SOUTH AFRICA - Rainbow Chicken reports a drop in first-half-year profits due to increasing feed prices.
calendar icon 24 November 2010
clock icon 3 minute read

Yesterday (23 November), South Africa's Rainbow Chicken posted a 5.2 per cent dip in first-half profit, hit by soft consumer demand and said it expects a rise in feed prices in the second-half, reports Africa Business News.

Rainbow, South Africa's largest processor and marketer of chicken, reported headline earnings per share for the six-months to end-September of 55.2 cents from 58.2 cents in the same period last year.

Headline earnings are the main profit gauge in South Africa and exclude certain one-off, financial and non-trading items.

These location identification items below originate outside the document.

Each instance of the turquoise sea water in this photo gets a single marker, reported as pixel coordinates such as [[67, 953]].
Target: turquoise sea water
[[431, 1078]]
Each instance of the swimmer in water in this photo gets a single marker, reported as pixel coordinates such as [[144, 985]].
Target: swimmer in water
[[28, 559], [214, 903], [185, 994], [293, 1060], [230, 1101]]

The company said poultry prices were under significant pressure as recession-hit consumers spend warily.

Retailers in Africa's biggest economy, which emerged from a recession in the third quarter of last year, have been squeezed as their customers battle with unemployment and high debt.

But the slow economic recovery and interest rates, which are at their lowest in 30 years, have inspired some retailers to make upbeat calls for consumer demand in the coming year.

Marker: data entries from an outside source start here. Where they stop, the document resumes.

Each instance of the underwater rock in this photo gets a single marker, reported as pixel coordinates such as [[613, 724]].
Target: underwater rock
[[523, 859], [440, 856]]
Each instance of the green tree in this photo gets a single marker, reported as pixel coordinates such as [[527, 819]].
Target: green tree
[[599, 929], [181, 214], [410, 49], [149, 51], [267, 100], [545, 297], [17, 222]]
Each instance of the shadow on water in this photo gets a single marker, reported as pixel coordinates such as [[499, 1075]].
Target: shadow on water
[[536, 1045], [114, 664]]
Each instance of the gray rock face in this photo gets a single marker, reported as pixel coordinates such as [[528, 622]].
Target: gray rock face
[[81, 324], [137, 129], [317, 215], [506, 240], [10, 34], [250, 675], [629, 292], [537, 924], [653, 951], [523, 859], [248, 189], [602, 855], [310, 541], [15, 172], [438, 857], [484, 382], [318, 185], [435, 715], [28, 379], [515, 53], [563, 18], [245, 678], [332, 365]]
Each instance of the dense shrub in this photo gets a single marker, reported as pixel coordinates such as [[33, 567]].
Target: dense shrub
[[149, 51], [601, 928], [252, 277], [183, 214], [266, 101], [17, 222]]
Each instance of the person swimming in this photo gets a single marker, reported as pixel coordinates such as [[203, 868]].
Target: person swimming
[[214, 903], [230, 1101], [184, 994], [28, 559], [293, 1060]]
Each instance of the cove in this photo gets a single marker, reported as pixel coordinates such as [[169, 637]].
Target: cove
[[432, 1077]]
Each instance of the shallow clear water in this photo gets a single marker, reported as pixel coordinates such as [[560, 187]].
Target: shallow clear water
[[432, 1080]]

Rainbow said revenue inched up 0.7 per cent to 3.4 billion rand (ZAR; US$483.4 million).

The company said its expects feed prices to be marginally higher in the next six months maize and soya prices climb. South African benchmark yellow maize MAYc1, primarily used for feed, has surged from around ZAR1,100 per tonne in June to around ZAR1,400 per tonne.

Rainbow declared an interim dividend of 28 cents, unchanged from the same time a year earlier, concludes the report in Africa Business News.